According to Weaver, they didn’t receive a lot of information about the man’s condition after the fire, but were told he was going to survive, and his injuries were all from the fire, and not from his brief tumble from the ladder on the way out.
“That’s one of the things that’s part of being in here in general, whether it’s a wreck or something like that, once you pass that patient off, there’s times we never hear a thing afterward,” he noted.
However, once the rescue was over, the night was still far from over for the firefighters at the scene. According to Weaver, they didn’t finally clear the scene until after 1:00 a.m.
“We had a little trouble up in the attic space. It was a finished attic and when you finish an attic like that, it creates a lot of voids up there, so every one of those voids you have a potential to get fire in, and no good way to get water in.”
He noted firefighters from Emlenton had taken down a lot of the drywall to get in the voids that had fire in them, but as they were sending the other companies back, they realized they had a couple of trouble spots left and had to go back in again.
“In the end, we got them all.

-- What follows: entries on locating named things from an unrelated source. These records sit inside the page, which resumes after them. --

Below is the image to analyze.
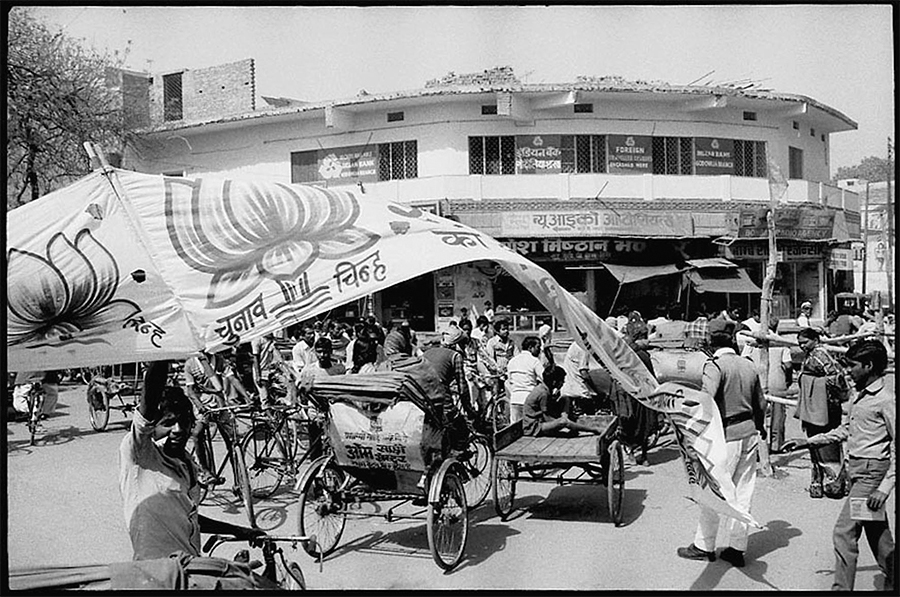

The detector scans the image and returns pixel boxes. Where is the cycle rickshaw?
[297,371,478,570]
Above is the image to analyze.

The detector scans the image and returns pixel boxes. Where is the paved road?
[6,385,895,590]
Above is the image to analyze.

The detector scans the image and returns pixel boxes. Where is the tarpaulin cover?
[6,166,760,517]
[686,268,762,294]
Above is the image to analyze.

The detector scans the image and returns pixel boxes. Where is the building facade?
[123,60,860,330]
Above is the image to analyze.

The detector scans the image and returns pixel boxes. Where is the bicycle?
[192,404,256,528]
[240,404,325,498]
[25,381,46,446]
[203,535,322,591]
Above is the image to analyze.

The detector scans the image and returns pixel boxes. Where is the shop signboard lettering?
[516,135,562,174]
[728,243,826,262]
[607,135,653,174]
[694,137,734,176]
[738,207,834,240]
[316,145,378,182]
[500,210,693,237]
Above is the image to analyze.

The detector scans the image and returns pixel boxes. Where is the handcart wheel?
[427,461,469,570]
[491,458,518,520]
[241,425,287,498]
[463,435,494,510]
[298,456,347,557]
[606,440,625,526]
[87,385,109,431]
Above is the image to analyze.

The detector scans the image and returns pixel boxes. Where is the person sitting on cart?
[522,365,600,437]
[119,361,265,560]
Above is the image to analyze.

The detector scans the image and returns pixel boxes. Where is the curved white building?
[124,60,860,330]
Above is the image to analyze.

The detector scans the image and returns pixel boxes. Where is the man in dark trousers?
[784,340,897,591]
[678,318,766,568]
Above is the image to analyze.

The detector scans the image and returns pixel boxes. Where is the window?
[163,73,184,122]
[788,147,803,178]
[291,150,319,184]
[469,136,516,174]
[734,139,769,178]
[653,137,694,174]
[378,141,419,180]
[559,135,606,174]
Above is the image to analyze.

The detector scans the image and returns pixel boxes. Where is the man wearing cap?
[678,319,766,568]
[422,326,474,445]
[797,301,812,328]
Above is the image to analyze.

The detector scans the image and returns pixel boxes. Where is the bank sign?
[694,137,734,176]
[607,135,653,174]
[316,145,378,182]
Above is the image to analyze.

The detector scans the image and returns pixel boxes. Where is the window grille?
[788,147,803,179]
[163,73,184,122]
[734,139,768,178]
[560,135,606,174]
[653,137,693,174]
[378,141,419,180]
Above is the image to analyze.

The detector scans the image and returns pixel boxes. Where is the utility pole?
[862,180,869,294]
[882,137,894,310]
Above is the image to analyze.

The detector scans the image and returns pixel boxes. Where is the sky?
[26,3,896,174]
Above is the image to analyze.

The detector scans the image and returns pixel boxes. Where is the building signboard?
[738,207,834,240]
[828,249,853,272]
[516,135,562,174]
[726,242,828,262]
[500,238,647,262]
[694,137,734,176]
[607,135,653,174]
[499,209,693,237]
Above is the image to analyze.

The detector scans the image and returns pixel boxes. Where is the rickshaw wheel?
[606,440,625,526]
[491,458,518,520]
[427,463,469,570]
[298,456,347,557]
[87,386,109,431]
[463,435,494,510]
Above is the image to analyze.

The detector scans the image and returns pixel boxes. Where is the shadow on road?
[690,520,803,591]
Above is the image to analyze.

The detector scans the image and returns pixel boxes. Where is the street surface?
[6,384,896,591]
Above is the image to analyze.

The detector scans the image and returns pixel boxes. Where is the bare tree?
[6,6,132,210]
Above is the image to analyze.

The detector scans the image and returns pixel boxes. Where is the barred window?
[560,135,606,174]
[163,73,184,122]
[734,139,769,178]
[469,136,516,174]
[291,150,319,184]
[653,137,694,175]
[378,141,419,180]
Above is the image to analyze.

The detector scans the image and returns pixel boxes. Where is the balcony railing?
[354,174,859,212]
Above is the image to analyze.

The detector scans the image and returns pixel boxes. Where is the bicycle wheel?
[87,386,109,431]
[427,465,469,570]
[463,435,494,510]
[241,425,287,499]
[298,456,347,557]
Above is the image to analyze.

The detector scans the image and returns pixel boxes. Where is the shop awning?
[685,268,762,294]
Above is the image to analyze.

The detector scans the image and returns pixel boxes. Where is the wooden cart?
[491,414,625,526]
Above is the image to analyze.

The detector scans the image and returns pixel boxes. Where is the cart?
[87,363,144,431]
[296,371,468,570]
[492,414,625,526]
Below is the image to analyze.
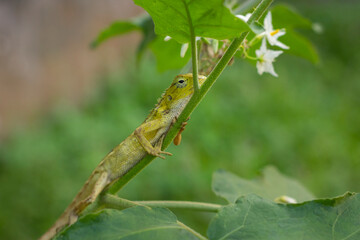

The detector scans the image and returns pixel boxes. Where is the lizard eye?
[176,79,187,88]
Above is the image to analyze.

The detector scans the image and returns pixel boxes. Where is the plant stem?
[108,0,273,197]
[100,194,222,212]
[182,0,199,93]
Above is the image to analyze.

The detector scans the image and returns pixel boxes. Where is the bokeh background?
[0,0,360,240]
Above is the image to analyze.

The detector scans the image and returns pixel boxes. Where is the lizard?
[39,73,206,240]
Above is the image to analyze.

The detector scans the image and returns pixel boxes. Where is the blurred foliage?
[0,2,360,240]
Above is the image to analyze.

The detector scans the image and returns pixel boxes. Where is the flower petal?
[264,12,274,32]
[180,43,189,58]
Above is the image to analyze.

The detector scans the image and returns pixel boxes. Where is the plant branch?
[182,0,199,94]
[104,0,273,197]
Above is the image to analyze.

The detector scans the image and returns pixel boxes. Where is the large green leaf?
[212,167,314,202]
[208,193,360,240]
[134,0,249,43]
[56,207,199,240]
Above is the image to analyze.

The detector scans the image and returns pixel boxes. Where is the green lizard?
[39,73,206,240]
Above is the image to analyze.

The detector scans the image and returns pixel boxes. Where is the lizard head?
[164,73,206,105]
[150,73,206,116]
[159,73,206,115]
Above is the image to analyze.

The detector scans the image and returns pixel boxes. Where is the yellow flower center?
[270,29,280,36]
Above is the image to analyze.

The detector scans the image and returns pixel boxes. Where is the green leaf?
[208,193,360,240]
[150,37,191,72]
[134,0,249,43]
[212,166,314,202]
[56,206,199,240]
[271,4,312,29]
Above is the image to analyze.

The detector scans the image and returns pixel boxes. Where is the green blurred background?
[0,1,360,239]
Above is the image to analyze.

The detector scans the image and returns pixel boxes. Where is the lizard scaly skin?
[39,74,206,240]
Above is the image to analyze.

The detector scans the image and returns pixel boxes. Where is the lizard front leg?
[134,119,172,159]
[173,117,190,146]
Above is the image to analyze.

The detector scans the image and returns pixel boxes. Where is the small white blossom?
[255,38,283,77]
[164,36,171,42]
[180,43,189,58]
[261,12,289,49]
[236,13,251,22]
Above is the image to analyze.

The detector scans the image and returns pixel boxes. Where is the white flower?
[235,13,251,22]
[180,43,189,58]
[261,12,289,49]
[255,38,283,77]
[164,36,171,42]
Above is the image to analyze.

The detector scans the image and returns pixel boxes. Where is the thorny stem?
[104,0,273,204]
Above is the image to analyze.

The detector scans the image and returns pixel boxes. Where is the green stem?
[182,0,199,93]
[108,0,273,197]
[99,194,222,212]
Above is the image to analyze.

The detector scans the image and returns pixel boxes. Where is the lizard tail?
[39,171,108,240]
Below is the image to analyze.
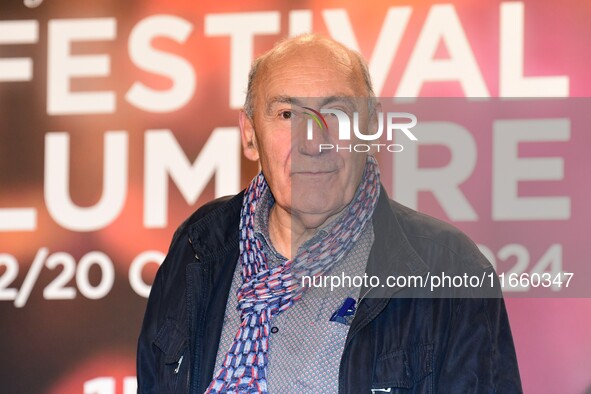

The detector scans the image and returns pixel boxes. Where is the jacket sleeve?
[436,297,522,393]
[136,222,188,394]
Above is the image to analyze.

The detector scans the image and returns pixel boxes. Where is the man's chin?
[291,201,344,230]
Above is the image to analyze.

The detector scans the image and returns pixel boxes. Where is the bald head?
[244,34,375,119]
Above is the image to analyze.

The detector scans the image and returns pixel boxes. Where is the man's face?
[241,44,368,228]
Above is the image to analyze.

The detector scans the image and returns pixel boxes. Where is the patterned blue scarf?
[206,156,380,393]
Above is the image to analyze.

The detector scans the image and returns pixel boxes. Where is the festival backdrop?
[0,0,591,394]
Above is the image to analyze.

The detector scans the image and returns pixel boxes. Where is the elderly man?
[138,35,521,393]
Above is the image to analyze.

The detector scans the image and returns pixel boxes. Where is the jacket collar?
[189,190,244,261]
[362,187,429,298]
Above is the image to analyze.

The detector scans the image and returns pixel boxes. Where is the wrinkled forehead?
[256,40,368,97]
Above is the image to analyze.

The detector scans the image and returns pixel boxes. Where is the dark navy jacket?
[137,189,522,394]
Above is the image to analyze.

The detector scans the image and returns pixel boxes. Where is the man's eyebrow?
[266,94,355,113]
[267,95,303,113]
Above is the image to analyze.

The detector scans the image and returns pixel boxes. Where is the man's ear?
[238,110,259,161]
[368,98,382,134]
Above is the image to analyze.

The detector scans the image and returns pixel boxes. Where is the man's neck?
[269,204,340,260]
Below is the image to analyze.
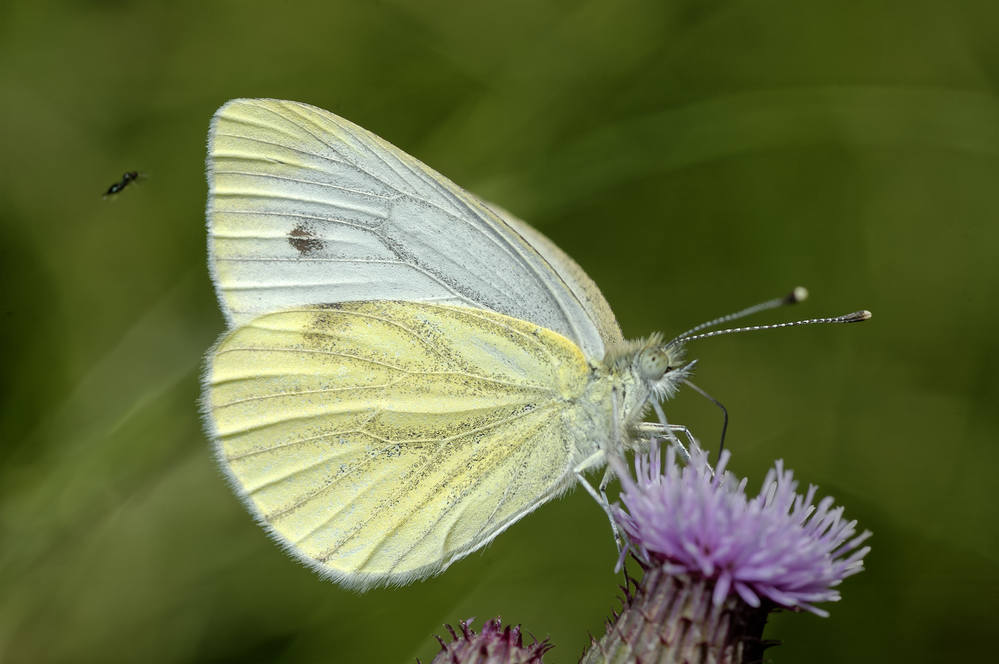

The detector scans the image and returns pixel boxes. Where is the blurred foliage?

It didn’t take back off on us or anything, but when you get into finished attic space with a Cape-style roof, you just end up with places where fire gets between the drywall and the exterior wall.”
While the fire was finally extinguished, the structure was heavily damaged but saved. The cause of the fire, however, remains undetermined, with a Pennsylvania State Police Fire Marshal investigation still ongoing.
The rescue is something that won’t soon be forgotten for the firefighters in Knox, though.
“It puts things into perspective. We celebrated our 85th anniversary I think it was in ’98, and you look back through your honorary members and past chiefs and the guys who built this…and they built this building, and for 85 years they’ve been building up to this point, where we have the right equipment, the right trucks, the right gear,” Weaver said.
“It also puts in perspective how short a time you have. When we pulled in, there was a guy standing there yelling to the guy in the window, and he was responding, and as quick as we could get a ladder off the truck and up to the window and I could get up there, I don’t even know if he was breathing when I got to him. He was unconscious, and when he came out the window and came down on my arm, my arm went up under his diaphragm. I don’t know if that jump-started his breathing again or if he was still just breathing shallow, but when I first got to him I was afraid we were on recovery and not rescue.”
Weaver noted the certificate of commendation brings both of those perspectives together, and reminds them how the growth and development of the company over the years, matched with the team effort from the current crew, can come together to save a life.
“Up there, there was no question: if we were thirty seconds or a minute later, or it didn’t happen that way, he was gone,” Weaver said.
“As Fire Chief I am very proud of these gentlemen and their selfless heroic actions,” Yeager noted.
“The company is very proud of the commendation. We will continue to strive to be the best we can be for our community.”